# galipolli in turkey



## rocky1968 (Nov 10, 2011)

afternoon guys has anybody been to galipolli in there mh.


----------



## peejay (May 10, 2005)

Yes, last year, see..

http://www.magbaztravels.com/content/view/1341/30/

http://www.magbaztravels.com/component/option,com_zoom/Itemid,26/catid,676/

Pete


----------



## somertonion (May 29, 2007)

Yes, we drove down to the Hellas memorial, right at the tip of the Gallipoli peninsular. My husbands grandfather lost his life there and we were the first in family to visit his memorial. From Alexandreaoplolis its a half day drive. we had no hassles at the border. If you are going to visit the WW1 battlefields you'll need to allow 1 or 2 days. It is now a national park and very beautiful, the war graves immaculately maintained by the Turks.
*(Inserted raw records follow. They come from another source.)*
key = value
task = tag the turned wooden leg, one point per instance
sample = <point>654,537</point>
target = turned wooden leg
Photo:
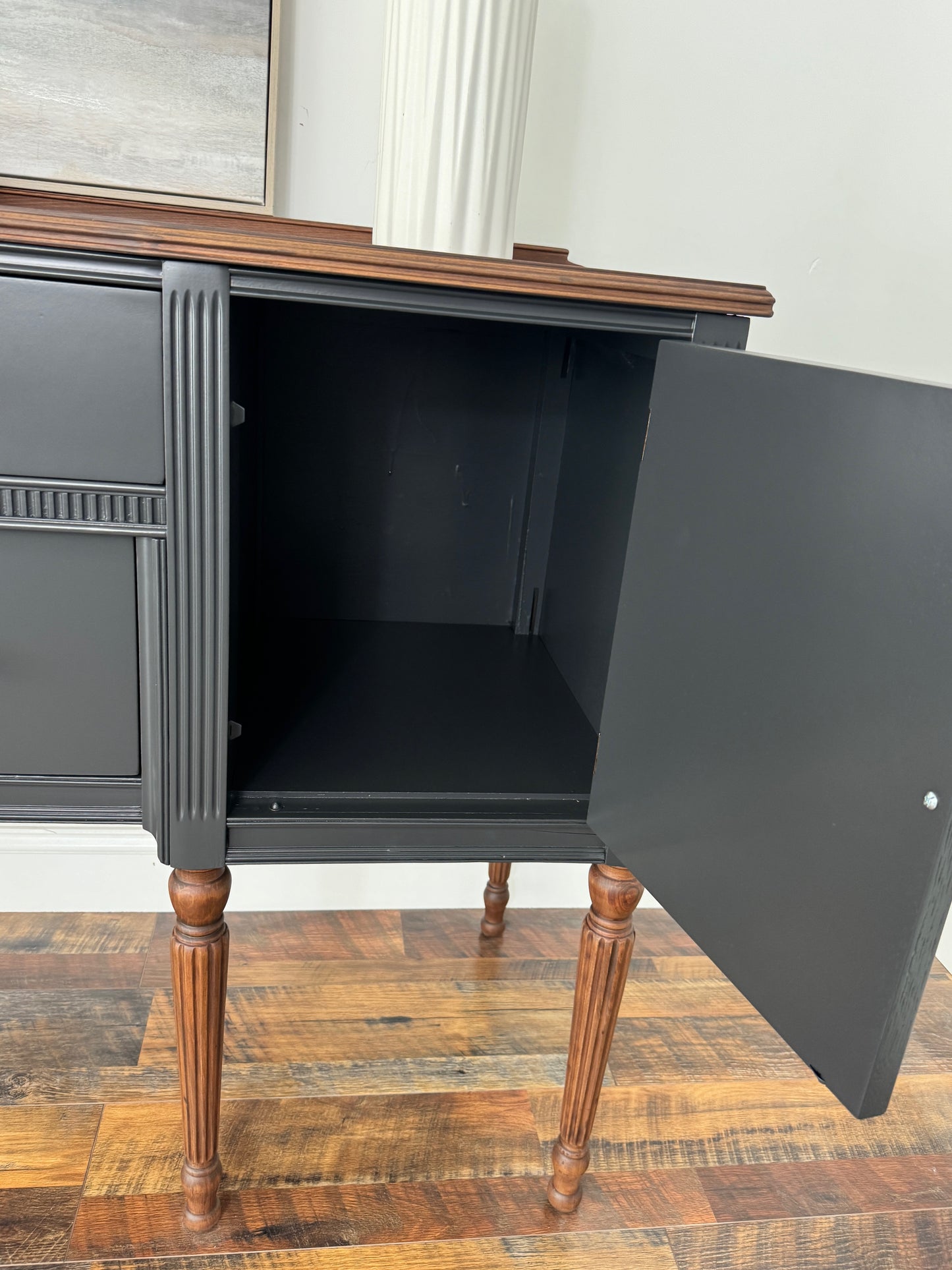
<point>495,897</point>
<point>200,973</point>
<point>605,953</point>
The roads on the peninsular are good to drive. My husband manoeuvred our 7m motorhome and trailer between the cemeteries without problem and parking was OK. There's a one way system to avoid large vehicles meeting. There is a campsite ( or two) but we wildcamped for a couple nights. The coast road near ANZAC cove has some car parking areas alongside the sea which were beautiful. Once the last visiting coach had left, early evening, it was very tranquil.
Look out for the wild tortoise and some amazing lizards! We very much enjoyed our visit and a very moving moment finding Andy's grandad on the massive Hellas memorial.


----------



## rocky1968 (Nov 10, 2011)

*gallipolli*

thanks where did u ship from or did u drive all the way there.


----------



## somertonion (May 29, 2007)

We drove there. Didn't proceed any further into Turkey, but returned to Greece to explore there.


----------